Snow Was General: Broadening the Perspective

It’s a snowy day here in central Ohio. Big, wet flakes drift down from the sky. The snow piles up on rooftops and driveways and sidewalks. It clings to the branches of evergreen trees. It’s as if a blanket has been thrown over the world. All is eerily quiet.

This type of snow always reminds me of the end of James Joyce’s “The Dead.” Snow was general all over Ireland. This somber, and yet simple, observation signals the move in the last paragraph of the story from Gabriel’s consciousness to a more omniscient perspective. By this point, Gabriel’s wife, Gretta, has told the story of her young love, Michael Furey, and how long ago, despite the illness he was suffering, he stood in the rain and declared his love for her, told her, in fact, that he did not want to live. Then she told him to go home, which he did, and a short time later, he died. That story, and Gretta’s accompanying sadness, has shaken Gabriel to the point that he feels the press of mortality: One by one, they were all becoming shades. He feels his own identity, of which he had been so sure throughout the story, fading into obscurity. This is the point where Joyce lets the point of view move from Gabriel’s consciousness into the larger world:

Yes, the newspapers were right; snow was general all over Ireland. It was falling on every part of the dark central plain, on the treeless hills, falling softly on the Bog of Allen and, farther westward, softly falling into the dark mutinous Shannon waves. It was falling, too, upon every part of the lonely churchyard on the hill where Michael Furey lay buried. It lay thickly drifted on the crooked crosses and headstones, on the spears of the little gate, on the barren thorns. His soul swooned as he heard the snow falling through the universe and faintly falling, like the descent of their last end, upon all the living and the dead.
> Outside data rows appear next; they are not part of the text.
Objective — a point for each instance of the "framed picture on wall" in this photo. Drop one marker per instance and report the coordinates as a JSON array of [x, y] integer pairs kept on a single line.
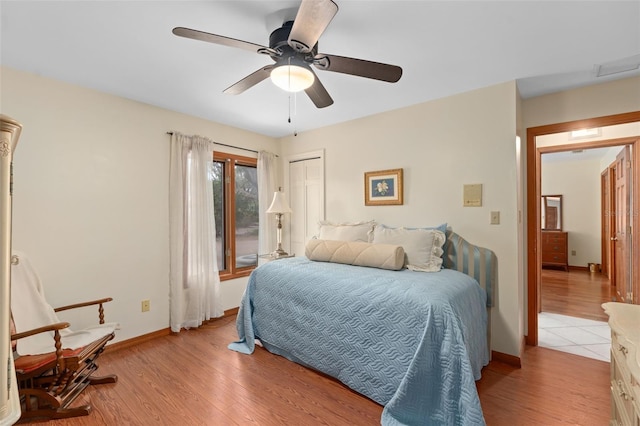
[[383, 187]]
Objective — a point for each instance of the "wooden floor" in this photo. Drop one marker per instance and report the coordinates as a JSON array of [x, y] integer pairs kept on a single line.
[[577, 293], [193, 379]]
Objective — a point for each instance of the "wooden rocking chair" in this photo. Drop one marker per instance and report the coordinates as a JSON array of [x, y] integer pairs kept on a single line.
[[53, 364]]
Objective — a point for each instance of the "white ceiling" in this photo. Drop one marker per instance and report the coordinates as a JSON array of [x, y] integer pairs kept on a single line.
[[126, 48]]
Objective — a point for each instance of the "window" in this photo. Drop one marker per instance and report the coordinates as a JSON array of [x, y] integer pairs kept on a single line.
[[235, 198]]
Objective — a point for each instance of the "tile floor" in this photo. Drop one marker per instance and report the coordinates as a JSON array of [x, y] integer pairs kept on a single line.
[[578, 336]]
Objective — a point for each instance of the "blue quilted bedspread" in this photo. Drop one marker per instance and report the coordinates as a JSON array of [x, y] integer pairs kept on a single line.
[[414, 342]]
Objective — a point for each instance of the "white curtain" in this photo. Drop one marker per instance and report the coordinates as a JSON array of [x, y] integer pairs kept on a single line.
[[194, 279], [267, 185]]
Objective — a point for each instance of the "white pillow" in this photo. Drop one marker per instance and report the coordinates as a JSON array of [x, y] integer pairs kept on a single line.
[[358, 231], [422, 247]]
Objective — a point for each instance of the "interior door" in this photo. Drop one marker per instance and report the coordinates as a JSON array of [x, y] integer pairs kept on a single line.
[[622, 234], [306, 187], [605, 225]]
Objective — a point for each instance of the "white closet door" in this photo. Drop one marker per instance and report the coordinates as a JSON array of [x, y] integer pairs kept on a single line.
[[306, 189]]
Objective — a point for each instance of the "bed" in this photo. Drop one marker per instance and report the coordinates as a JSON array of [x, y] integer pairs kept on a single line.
[[414, 342]]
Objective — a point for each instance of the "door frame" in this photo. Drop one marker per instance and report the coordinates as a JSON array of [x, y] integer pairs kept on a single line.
[[533, 201]]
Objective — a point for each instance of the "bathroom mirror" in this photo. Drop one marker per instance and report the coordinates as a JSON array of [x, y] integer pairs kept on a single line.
[[551, 215]]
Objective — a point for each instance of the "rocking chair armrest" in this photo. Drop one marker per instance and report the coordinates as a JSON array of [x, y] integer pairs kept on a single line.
[[83, 304], [50, 327]]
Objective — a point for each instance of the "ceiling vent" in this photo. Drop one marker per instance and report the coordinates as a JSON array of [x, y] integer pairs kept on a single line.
[[616, 67]]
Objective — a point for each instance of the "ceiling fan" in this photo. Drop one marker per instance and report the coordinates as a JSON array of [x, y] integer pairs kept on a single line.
[[294, 48]]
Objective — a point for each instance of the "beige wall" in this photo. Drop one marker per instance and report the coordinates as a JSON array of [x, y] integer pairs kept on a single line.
[[91, 195], [441, 145], [598, 100]]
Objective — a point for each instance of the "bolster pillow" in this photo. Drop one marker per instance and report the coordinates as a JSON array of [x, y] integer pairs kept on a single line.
[[383, 256]]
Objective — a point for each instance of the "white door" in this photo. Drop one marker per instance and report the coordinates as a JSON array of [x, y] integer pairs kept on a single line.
[[306, 190]]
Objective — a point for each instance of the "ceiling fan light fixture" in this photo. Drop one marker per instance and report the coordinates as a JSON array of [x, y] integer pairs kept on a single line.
[[292, 78]]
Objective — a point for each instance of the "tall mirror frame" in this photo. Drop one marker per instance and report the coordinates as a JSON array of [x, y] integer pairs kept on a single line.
[[551, 214]]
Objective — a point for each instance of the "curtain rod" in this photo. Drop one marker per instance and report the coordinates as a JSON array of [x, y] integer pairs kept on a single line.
[[229, 146]]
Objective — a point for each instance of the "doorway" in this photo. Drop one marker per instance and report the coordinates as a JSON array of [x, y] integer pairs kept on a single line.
[[534, 195]]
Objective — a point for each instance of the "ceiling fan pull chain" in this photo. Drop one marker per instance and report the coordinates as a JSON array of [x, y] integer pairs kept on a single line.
[[295, 113]]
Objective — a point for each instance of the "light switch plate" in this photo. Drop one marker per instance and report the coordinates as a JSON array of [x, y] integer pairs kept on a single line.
[[495, 218], [472, 195]]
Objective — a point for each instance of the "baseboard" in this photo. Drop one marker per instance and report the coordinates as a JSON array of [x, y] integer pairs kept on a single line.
[[136, 340], [506, 358], [580, 268], [159, 333]]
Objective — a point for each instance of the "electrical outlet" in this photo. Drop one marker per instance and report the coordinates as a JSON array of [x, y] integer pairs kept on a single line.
[[495, 218]]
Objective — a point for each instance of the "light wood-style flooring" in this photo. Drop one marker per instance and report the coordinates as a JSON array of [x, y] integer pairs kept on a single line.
[[193, 379], [577, 293]]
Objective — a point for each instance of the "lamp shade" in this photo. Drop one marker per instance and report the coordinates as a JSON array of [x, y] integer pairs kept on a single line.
[[279, 203], [292, 78]]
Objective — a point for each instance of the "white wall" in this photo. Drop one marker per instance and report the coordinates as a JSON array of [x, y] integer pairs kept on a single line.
[[579, 183], [91, 195], [441, 145]]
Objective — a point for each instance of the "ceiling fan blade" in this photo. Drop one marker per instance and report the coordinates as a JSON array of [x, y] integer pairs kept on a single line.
[[312, 19], [249, 81], [217, 39], [358, 67], [318, 94]]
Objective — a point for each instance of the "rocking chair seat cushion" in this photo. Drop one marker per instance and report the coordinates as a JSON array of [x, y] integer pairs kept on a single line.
[[26, 364], [30, 310]]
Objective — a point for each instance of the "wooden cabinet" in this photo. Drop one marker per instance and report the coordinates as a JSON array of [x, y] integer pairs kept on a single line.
[[554, 249], [625, 363]]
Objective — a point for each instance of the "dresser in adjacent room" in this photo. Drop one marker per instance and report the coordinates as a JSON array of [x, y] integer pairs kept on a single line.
[[624, 321], [554, 249]]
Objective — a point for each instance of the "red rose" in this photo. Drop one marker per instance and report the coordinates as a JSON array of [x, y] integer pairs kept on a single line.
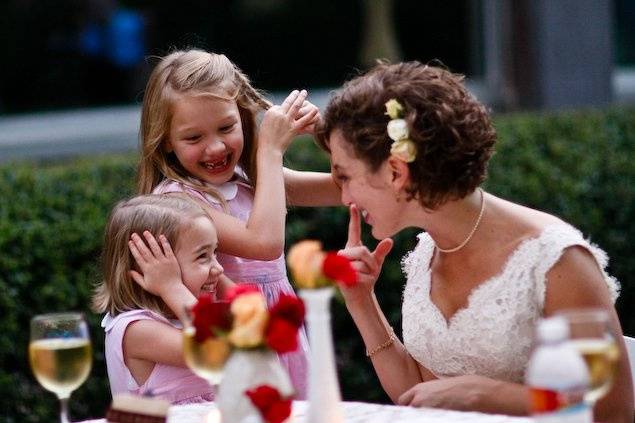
[[339, 269], [281, 336], [210, 317], [240, 289], [267, 399], [289, 308]]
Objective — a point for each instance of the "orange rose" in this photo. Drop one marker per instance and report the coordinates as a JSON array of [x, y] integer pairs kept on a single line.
[[250, 320], [305, 262]]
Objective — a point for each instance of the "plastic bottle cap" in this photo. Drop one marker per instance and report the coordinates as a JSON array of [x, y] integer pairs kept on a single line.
[[553, 329]]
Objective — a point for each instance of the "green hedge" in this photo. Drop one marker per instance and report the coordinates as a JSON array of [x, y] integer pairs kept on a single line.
[[576, 165]]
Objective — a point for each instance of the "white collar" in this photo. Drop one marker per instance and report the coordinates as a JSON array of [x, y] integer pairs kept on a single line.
[[229, 189]]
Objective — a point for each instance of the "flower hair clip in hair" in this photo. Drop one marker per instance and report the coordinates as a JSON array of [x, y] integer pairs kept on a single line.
[[402, 147]]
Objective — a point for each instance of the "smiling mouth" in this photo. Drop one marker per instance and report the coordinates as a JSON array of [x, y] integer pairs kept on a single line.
[[208, 287], [218, 164], [364, 214]]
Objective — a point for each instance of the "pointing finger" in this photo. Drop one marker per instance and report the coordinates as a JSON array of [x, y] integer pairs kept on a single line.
[[354, 228]]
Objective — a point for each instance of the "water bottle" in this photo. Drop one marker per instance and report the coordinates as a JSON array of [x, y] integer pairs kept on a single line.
[[557, 376]]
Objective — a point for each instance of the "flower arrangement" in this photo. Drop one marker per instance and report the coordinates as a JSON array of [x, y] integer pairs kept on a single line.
[[311, 267], [273, 407], [249, 325], [402, 147]]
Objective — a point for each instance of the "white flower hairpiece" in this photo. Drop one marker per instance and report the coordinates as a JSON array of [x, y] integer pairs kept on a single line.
[[402, 147]]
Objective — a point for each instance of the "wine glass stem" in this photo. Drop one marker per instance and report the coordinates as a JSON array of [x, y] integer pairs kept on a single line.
[[64, 410]]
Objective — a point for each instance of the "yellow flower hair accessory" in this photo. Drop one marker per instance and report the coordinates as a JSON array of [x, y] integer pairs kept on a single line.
[[402, 147]]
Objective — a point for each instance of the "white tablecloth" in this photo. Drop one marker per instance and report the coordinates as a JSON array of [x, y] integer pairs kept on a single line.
[[359, 412]]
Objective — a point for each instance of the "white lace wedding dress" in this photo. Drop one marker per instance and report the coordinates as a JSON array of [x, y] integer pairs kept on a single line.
[[492, 336]]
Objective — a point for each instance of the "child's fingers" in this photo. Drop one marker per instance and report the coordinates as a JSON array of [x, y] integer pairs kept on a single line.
[[167, 248], [286, 104], [306, 119], [138, 249], [297, 103], [152, 242], [137, 277], [306, 108]]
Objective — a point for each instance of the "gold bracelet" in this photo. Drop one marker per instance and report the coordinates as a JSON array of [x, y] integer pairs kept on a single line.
[[391, 339]]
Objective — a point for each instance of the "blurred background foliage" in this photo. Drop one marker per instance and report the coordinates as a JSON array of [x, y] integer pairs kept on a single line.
[[577, 165]]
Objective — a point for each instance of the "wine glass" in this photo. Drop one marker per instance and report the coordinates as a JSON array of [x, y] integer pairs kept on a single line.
[[591, 335], [60, 354], [207, 357]]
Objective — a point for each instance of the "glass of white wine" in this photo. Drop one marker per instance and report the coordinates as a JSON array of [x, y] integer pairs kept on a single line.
[[60, 354], [591, 335]]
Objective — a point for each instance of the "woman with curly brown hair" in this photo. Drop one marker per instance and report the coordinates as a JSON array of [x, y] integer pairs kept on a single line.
[[409, 146]]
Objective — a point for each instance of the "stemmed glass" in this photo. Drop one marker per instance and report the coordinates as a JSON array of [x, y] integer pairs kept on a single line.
[[60, 354], [591, 335]]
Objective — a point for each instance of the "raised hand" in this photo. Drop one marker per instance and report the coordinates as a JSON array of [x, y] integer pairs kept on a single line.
[[281, 123], [308, 108], [160, 270], [367, 263]]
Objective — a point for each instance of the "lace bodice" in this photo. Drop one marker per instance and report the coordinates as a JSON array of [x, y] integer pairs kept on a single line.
[[492, 335]]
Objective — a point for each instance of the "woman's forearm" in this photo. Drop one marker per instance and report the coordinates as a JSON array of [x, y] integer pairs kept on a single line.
[[396, 369]]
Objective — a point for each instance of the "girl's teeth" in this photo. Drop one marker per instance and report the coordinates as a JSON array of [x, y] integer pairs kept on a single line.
[[216, 164]]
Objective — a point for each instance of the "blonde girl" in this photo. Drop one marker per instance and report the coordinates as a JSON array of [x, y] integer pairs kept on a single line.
[[146, 287], [199, 136]]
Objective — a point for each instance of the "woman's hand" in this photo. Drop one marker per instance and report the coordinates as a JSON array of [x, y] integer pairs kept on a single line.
[[453, 393], [367, 263], [281, 123], [159, 269], [308, 108], [469, 393]]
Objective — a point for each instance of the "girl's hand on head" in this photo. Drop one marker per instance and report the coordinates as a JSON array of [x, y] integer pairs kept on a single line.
[[160, 271], [367, 263], [281, 123]]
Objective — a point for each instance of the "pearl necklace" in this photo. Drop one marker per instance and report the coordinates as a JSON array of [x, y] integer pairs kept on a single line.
[[469, 236]]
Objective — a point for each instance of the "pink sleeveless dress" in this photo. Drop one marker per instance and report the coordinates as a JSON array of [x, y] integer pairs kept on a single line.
[[269, 276], [178, 385]]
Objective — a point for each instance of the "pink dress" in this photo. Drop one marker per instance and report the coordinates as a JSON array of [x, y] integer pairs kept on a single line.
[[269, 276], [178, 385]]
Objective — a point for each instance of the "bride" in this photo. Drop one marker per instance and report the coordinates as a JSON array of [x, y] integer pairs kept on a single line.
[[409, 146]]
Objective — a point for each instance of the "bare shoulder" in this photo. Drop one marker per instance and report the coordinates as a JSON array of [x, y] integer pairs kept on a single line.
[[576, 280], [141, 333], [520, 222]]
Sometimes the end of a story can take on added resonance when we place the main character’s interior life within the context of the world around them. Once we know how the character’s personal world has shifted, we can widen the camera’s lens to give a broader perspective that can underscore the thematic concerns of the narrative.

This certainly isn’t a requirement for each story, but it is a technique you can try to see what resonance it might add. So, if you’d like to try it, take the end of one of your stories (or a novel, if you wish) and see what happens if you find a way to turn the focus on the main character’s interior world toward a consideration of a particular place. In the case of “The Dead,” it’s Ireland and all its particulars, starting with the dark central plains and arriving, finally, at the churchyard where Michael Furey is buried. See if this technique can lead you to a deepening of your story’s thematic concerns and maybe even express them in a way that otherwise wouldn’t be possible.

 

 

2 Comments

  1. Gail Weiland on January 23, 2023 at 9:07 pm

    Love this, Lee. ❤️

    • Lee Martin on January 24, 2023 at 11:05 am

      Thanks, Gail. I hope everything is good down your way.